So überzeugt die Partei von ihrer Kandidatin spricht – «sie wird die Frauen und den Freisinn standesgemäss in Bern vertreten» –, so kritisch tönt es ausserhalb: Diese Frau sei chancenlos, eine reine Alibikandidatur. Susanne Vincenz-Stauffacher selber spricht von einer «anspruchsvollen Ausgangslage». Und davon, dass der freie Sitz ein FDP-Sitz sei. Trotzdem: Nutzt sie die Ständeratskandidatur einfach dazu, ihre Chancen für künftige Wahlen zu steigern? Solche Zweifel an der Ernsthaftigkeit ihrer Kandidatur kontert sie: Wenn es einzig um eine gute Ausgangslage für den Nationalrat ginge, wäre der Aufwand zu gross. Die 51-Jährige hat vor einigen Wochen Interesse an einem Platz auf der Nationalratsliste der FDP angemeldet. Demnächst werden ein Sitz in der Kantonsregierung und das St.Galler Stadtpräsidium frei – beide Ämter sind heute in freisinniger Hand. Vincenz-Stauffacher winkt ab. Ein Exekutivamt sei derzeit kein Thema für sie – «das weiss auch die Partei». Sie liebe ihre Arbeit als Anwältin und habe heute den Kopf für einen kompletten Berufswechsel nicht frei. «Ein Exekutivamt verlangt das.»

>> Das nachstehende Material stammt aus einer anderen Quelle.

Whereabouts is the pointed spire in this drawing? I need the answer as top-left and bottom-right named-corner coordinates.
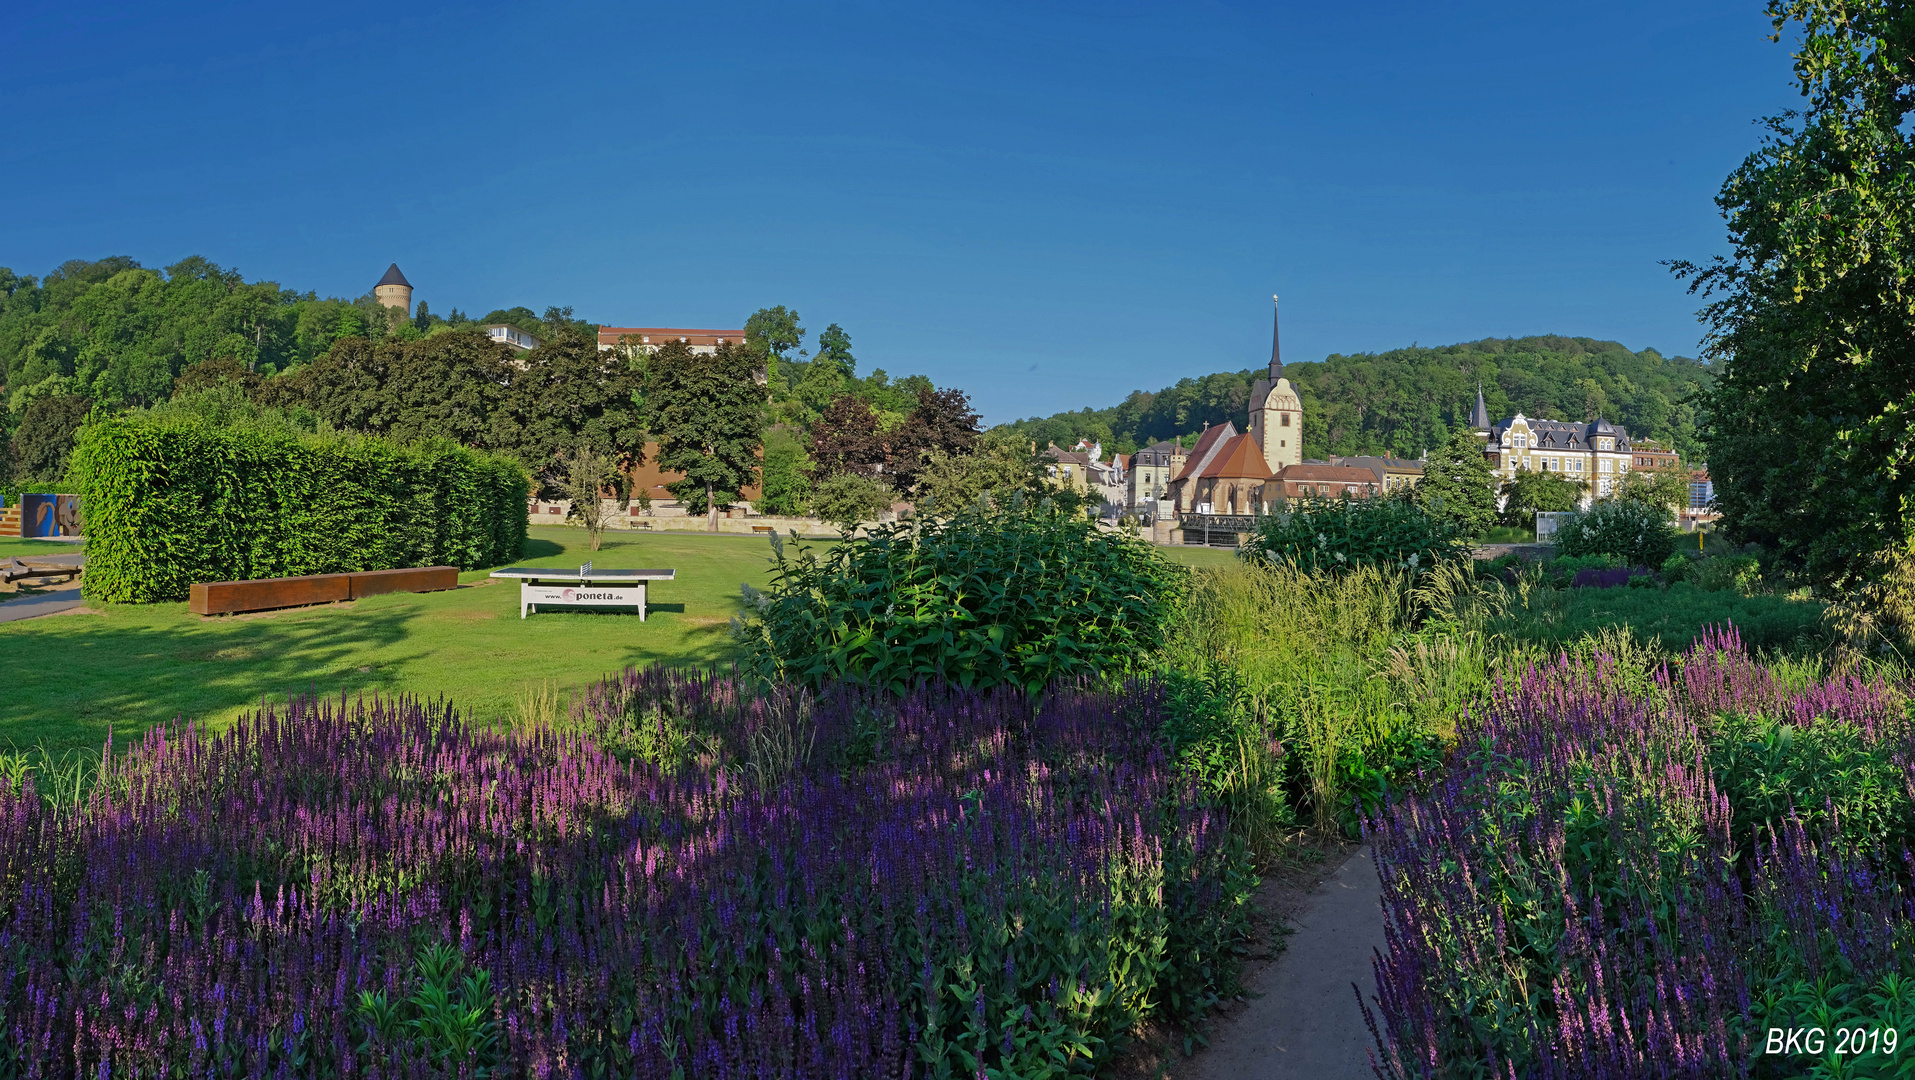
top-left (1470, 383), bottom-right (1490, 430)
top-left (1268, 294), bottom-right (1283, 378)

Susanne Vincenz-Stauffacher und die St.Galler FDP, das ist keine ungetrübte Liebesbeziehung. Von 2000 bis 2005 war sie Vizepräsidentin der Kantonalpartei; als sie 2016 das Präsidium anstrebte, fiel sie in Teilen der Partei in Ungnade – sie hatte von der Parteileitung klaren Rückhalt gefordert, was diese ihr verwehrte. Bei der Anfrage für die Ständeratskandidatur habe sie kurz ein Déjà-vu gehabt – «ich muss das nicht schönreden». Doch heute sei es anders:
«Ich spüre und erhalte die volle Unterstützung.»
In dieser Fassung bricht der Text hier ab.